Questo registro completo e inviolabile, democraticamente condiviso, chiamato «distributed ledger», rappresenta una delle più grandi idee informatiche degli ultimi decenni e potrebbe rivoluzionare il settore della finanza, dell’industria e perfino della sanità. Il «distributed ledger» è infatti il libro mastro che tutti attendevano, la cassaforte digitale che non può essere rubata e non ha bisogno di terze parti per essere custodita. «Essendo un registro pubblico distribuito e affidabile può essere utilizzato per molte attività, ad esempio nell’erogazione di servizi pubblici, nella gestione della filiera produttiva o nel tracciare gli scambi d’oro e diamanti», racconta Stefano Bistarelli, direttore del nodo dell’Università di Perugia del Laboratorio Nazionale «Cini» di Cybersecurity, tra i protagonisti delle ricerche sui «distributed ledger».
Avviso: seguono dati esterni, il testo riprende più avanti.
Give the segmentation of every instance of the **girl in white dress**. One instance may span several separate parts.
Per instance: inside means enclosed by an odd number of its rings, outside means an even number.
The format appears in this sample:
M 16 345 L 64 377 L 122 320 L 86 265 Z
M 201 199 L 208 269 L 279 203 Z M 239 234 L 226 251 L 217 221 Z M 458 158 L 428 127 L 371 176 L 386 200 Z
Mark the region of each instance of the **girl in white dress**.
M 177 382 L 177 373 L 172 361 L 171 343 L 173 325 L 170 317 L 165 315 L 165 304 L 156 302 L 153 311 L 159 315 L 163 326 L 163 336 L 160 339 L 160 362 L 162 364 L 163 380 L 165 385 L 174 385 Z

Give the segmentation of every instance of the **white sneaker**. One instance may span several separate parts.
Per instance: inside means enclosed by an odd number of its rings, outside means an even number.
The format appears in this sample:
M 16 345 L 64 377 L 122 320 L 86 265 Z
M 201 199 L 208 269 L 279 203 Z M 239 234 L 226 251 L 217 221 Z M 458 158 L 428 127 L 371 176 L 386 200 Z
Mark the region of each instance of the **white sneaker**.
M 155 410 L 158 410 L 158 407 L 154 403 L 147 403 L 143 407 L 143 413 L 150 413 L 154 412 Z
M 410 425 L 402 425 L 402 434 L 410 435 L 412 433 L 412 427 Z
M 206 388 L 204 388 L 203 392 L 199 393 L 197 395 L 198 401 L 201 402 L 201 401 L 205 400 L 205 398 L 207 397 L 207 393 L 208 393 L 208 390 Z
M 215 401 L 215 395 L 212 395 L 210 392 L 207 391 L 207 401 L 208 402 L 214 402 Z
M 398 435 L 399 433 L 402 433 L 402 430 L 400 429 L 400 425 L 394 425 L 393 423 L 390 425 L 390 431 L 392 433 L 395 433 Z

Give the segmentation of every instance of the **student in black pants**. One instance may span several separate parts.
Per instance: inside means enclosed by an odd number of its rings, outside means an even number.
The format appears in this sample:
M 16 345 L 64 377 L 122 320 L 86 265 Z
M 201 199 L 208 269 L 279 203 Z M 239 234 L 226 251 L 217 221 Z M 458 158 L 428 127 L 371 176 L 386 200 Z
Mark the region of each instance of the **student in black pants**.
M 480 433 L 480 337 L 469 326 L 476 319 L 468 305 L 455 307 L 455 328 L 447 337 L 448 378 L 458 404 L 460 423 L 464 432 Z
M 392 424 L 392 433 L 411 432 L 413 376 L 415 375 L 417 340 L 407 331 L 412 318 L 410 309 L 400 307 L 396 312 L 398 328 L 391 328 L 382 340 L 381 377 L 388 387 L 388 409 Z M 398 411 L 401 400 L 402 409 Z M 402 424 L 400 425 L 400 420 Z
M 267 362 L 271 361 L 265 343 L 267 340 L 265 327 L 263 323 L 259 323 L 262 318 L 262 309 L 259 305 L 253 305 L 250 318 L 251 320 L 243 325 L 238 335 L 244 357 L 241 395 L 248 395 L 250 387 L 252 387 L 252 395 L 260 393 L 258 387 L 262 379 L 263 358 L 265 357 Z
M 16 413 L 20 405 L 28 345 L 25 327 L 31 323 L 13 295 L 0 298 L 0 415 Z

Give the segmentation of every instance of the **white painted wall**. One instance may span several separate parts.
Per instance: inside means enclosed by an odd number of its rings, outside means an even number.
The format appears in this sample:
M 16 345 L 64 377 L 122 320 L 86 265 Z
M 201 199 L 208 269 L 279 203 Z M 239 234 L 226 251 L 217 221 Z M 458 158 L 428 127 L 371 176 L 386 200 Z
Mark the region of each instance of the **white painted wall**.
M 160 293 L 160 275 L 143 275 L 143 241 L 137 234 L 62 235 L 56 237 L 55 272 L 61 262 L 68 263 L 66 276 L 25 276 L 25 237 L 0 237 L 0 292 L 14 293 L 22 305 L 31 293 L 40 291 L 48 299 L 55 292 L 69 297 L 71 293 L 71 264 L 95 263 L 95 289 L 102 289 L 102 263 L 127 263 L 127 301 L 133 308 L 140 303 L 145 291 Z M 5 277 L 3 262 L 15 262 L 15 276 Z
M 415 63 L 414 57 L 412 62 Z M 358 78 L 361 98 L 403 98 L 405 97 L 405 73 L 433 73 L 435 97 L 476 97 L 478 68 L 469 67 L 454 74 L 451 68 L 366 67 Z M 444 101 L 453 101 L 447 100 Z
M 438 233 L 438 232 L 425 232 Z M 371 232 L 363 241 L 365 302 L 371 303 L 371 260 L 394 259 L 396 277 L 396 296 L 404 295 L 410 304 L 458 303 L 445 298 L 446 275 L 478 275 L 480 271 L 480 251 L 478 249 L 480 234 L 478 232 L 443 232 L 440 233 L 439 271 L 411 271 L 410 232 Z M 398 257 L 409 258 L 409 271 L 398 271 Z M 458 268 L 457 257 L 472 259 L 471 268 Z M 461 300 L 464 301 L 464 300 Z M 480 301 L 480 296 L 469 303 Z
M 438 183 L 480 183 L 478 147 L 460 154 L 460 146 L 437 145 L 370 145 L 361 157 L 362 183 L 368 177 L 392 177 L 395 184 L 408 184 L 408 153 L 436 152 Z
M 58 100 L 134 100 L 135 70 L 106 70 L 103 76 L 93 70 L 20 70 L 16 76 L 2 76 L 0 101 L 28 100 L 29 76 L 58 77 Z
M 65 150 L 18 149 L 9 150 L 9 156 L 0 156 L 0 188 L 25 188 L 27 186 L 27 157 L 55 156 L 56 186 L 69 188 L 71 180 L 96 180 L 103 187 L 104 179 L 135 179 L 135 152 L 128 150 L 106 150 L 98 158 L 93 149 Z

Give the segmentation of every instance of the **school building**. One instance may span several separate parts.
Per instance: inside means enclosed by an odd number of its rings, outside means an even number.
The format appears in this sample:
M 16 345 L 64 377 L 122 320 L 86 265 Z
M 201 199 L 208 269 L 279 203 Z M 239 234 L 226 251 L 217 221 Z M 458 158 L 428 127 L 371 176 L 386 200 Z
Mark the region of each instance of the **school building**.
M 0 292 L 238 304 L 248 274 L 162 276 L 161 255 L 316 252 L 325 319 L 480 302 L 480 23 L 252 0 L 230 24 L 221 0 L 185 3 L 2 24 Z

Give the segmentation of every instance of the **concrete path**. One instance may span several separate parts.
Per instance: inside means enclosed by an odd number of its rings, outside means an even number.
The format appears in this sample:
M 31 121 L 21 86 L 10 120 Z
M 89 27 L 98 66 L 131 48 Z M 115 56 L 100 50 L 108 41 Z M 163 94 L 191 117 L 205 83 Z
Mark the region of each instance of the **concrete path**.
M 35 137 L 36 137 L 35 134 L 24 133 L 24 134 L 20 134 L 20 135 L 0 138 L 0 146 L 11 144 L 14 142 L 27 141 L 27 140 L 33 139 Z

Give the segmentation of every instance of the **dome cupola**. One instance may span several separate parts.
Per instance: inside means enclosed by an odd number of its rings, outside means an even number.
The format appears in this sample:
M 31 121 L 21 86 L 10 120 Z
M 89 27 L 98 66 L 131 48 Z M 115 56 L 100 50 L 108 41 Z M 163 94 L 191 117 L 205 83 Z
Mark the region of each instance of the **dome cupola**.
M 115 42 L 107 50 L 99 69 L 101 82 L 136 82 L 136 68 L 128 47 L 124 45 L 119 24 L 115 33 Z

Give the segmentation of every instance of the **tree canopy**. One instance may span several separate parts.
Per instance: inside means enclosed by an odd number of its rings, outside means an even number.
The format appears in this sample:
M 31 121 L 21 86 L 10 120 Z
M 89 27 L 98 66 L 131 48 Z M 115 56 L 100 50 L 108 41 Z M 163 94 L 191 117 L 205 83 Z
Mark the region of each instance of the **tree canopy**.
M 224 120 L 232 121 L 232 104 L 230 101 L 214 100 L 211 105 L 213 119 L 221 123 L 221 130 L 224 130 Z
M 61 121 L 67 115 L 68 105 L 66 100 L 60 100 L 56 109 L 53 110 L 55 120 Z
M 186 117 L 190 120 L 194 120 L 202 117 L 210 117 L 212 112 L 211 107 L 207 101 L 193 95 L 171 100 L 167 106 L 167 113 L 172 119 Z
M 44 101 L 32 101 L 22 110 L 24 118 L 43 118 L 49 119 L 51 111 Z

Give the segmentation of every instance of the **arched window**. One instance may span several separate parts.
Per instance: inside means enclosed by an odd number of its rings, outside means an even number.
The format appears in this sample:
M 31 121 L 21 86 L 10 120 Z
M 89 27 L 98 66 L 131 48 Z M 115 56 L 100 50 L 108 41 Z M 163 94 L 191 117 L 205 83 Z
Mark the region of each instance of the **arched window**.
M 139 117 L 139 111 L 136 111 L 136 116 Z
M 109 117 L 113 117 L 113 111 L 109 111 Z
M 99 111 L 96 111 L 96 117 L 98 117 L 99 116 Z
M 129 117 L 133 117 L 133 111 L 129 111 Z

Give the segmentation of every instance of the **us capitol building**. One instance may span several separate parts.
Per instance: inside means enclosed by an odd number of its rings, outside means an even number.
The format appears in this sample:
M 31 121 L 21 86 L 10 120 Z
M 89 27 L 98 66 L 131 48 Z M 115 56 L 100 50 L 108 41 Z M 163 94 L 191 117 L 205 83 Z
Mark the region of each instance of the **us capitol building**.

Questa tecnologia rende possibile registrare qualsiasi atto notarile o protocollo oppure tenere traccia di qualsiasi prodotto manifatturiero o alimentare, senza bisogno di strutture centralizzate in cui stoccare le informazioni e con notevoli risparmi. Nei sistemi sanitari, per esempio, la catena di blocchi potrebbe regolare le cartelle elettroniche e le spese sanitarie di ogni assistito, veicolando le informazioni nel rispetto della privacy. «Con il mio gruppo studiamo i potenziali utilizzi della tecnologia di “distributed ledger” per servizi innovativi, che mostreremo in un workshop il prossimo 1° febbraio a Perugia: abbiamo dimostrato che la “blockchain” potrebbe essere utilizzata per implementare un servizio di votazione elettronica sicuro», prosegue Bistarelli. In questo ambito le tecnologie sviluppate dal gruppo italiano prevedono la possibilità di affidare ai votanti dei «satoshi», le più piccole unità scambiabili di bitcoin, per veicolare le preferenze in forma anonima durante un’elezione.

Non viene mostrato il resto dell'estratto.